Because bacterial recombination involves the occasional transfer of small DNA fragments between strains, different sets of niche-specific genes may be maintained in populations that freely recombine at other loci.
If that was written:
"Because hybridization involves the occasional transfer of genes between populations/sub-species, different sets of niche-specific genes may be maintained in populations that freely recombine at other loci."
I could have sworn it came out of the Rieseberg lab or some similar creature. In fact, the stuff about heterogeneity in divergence between different regions of the genome is now standard fare in studies of parapatric animal and plant populations. Of course, the differences in divergence between different regions are due to structural features, but result in the genes contained within those structural features becoming "speciation genes". Alas, bacterial recombination is an entire beast altogether, so I doubt that structural features play a large role in heterogeneous divergence between bacterial genomes.
Bacterial recombination is also "an entirely different beast"....
Speciation taking 70 million years... hmpf. I'll let Darwin speak (letter to Joseph Hooker, 24 December 1856):
Why do any bacteriologists want to import the "species problem"? They really don't need to. With asexual organisms, you can simply work with clades all the way down, and there is no "cladogenesis problem".
On another note, how was the molecular divergence date estimate calibrated, in the absence of a fossil record?

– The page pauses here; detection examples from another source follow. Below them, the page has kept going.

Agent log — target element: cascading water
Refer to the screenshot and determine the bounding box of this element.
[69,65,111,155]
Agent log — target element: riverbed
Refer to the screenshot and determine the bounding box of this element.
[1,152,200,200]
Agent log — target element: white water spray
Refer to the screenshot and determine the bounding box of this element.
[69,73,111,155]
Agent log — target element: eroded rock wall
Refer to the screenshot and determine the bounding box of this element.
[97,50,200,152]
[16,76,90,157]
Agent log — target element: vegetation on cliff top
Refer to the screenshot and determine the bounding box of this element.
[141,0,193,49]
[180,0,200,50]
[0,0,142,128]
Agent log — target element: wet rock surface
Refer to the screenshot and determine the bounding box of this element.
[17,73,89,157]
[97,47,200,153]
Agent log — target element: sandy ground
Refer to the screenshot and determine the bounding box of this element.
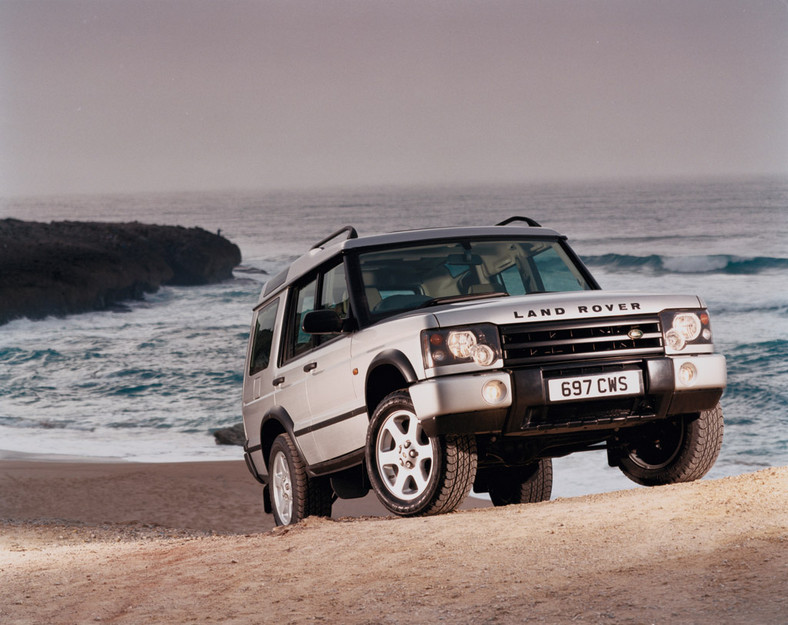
[0,460,788,625]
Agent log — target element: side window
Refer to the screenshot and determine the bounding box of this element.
[532,247,586,293]
[287,278,317,359]
[249,300,279,375]
[498,265,526,295]
[320,264,350,319]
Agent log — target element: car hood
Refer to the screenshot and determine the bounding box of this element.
[430,291,704,327]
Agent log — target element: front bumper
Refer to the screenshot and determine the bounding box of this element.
[410,354,727,436]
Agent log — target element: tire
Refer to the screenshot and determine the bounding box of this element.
[268,434,333,525]
[366,390,476,516]
[488,458,553,506]
[619,404,724,486]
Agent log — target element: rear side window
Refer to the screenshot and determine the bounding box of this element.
[249,300,279,375]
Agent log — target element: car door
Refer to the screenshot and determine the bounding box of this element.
[242,298,281,473]
[305,263,369,460]
[271,276,321,464]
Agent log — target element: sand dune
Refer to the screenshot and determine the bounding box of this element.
[0,461,788,625]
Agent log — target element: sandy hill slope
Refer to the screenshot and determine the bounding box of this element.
[0,468,788,625]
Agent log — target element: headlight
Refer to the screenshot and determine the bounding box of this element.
[660,310,711,352]
[421,324,501,369]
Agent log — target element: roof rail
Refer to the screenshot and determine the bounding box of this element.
[312,226,358,250]
[495,215,542,228]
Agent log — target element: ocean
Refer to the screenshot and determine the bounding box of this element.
[0,178,788,497]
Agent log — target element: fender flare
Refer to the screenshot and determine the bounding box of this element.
[364,349,419,387]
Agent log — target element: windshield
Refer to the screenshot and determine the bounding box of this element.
[359,239,592,319]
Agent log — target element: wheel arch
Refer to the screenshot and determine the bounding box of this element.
[260,406,303,469]
[364,349,418,417]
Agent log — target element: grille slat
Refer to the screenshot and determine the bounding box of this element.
[501,317,664,366]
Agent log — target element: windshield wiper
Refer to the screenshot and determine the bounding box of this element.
[419,291,509,308]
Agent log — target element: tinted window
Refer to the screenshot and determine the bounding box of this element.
[249,300,279,375]
[320,264,350,319]
[287,278,317,358]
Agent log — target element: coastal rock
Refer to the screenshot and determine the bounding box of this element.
[213,423,246,445]
[0,219,241,324]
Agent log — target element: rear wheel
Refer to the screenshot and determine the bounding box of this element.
[619,404,724,486]
[488,458,553,506]
[366,390,476,516]
[268,434,333,525]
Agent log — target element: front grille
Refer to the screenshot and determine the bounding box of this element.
[501,317,664,366]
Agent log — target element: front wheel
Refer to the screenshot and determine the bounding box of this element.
[268,434,333,525]
[619,404,724,486]
[366,390,476,516]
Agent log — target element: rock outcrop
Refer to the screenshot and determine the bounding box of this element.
[0,219,241,324]
[213,423,246,445]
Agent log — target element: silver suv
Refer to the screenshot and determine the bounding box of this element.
[243,217,726,525]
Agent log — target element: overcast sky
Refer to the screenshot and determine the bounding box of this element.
[0,0,788,196]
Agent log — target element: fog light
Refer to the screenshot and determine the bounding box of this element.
[482,380,506,404]
[679,362,698,386]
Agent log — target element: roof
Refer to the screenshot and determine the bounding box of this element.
[260,217,565,302]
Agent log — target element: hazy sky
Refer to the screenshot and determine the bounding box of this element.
[0,0,788,196]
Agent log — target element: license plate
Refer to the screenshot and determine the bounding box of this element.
[547,371,643,402]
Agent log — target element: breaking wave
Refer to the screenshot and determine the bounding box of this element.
[583,254,788,275]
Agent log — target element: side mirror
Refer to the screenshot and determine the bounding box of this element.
[301,308,342,334]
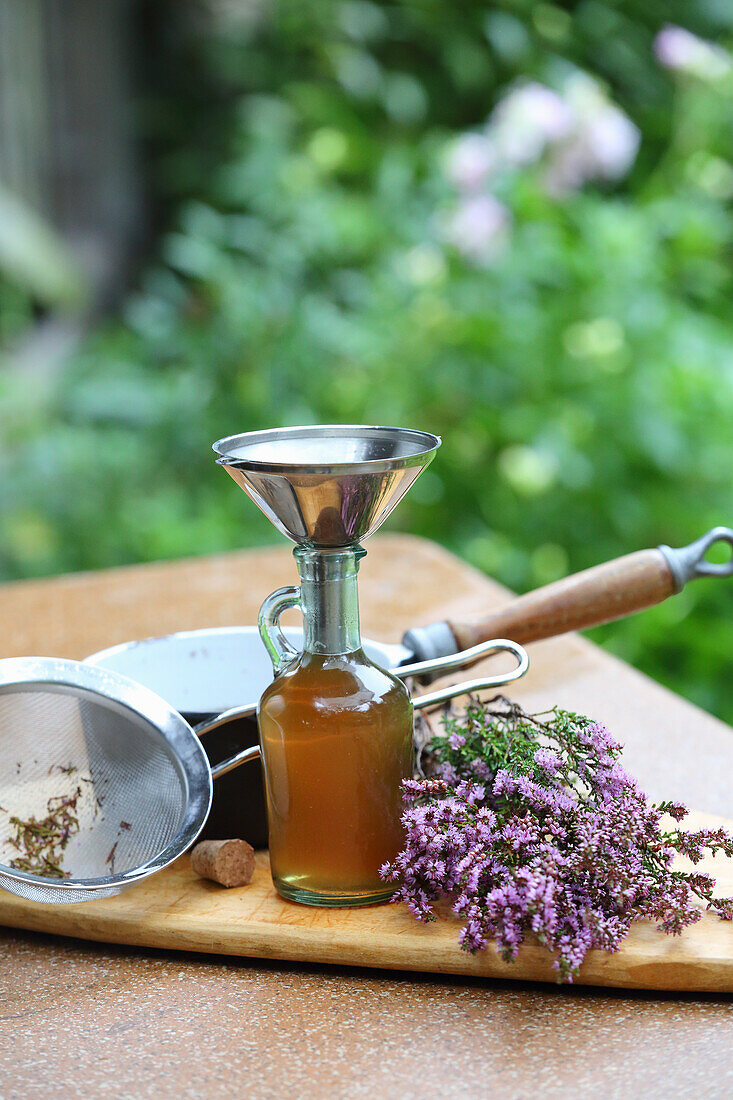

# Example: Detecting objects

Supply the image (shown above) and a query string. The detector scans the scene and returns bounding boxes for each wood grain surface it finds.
[0,536,733,1100]
[0,537,733,991]
[0,814,733,992]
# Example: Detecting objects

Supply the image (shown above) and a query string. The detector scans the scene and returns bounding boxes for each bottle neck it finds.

And yet I can quote Darwin on many occasions trying to work through what species are. He did not, contrary to popular opinion, deny that they existed, temporarily, but that they had some definition that worked in all cases.
Bacteriologists and other microbiologists have to work with species for the same reason that other biologists do - they are phenomenal realities that call for explanation. If you like I can send you my paper...
The real reason, it seems to me, is that the nomenclature codes require that every organism must belong to a species, so, in order to name the taxa they want to talk about, people must give them species rank. Except when they talk about inofficial phenomena like "strains" anyway.
But please send me your paper. Have you got my e-mail address?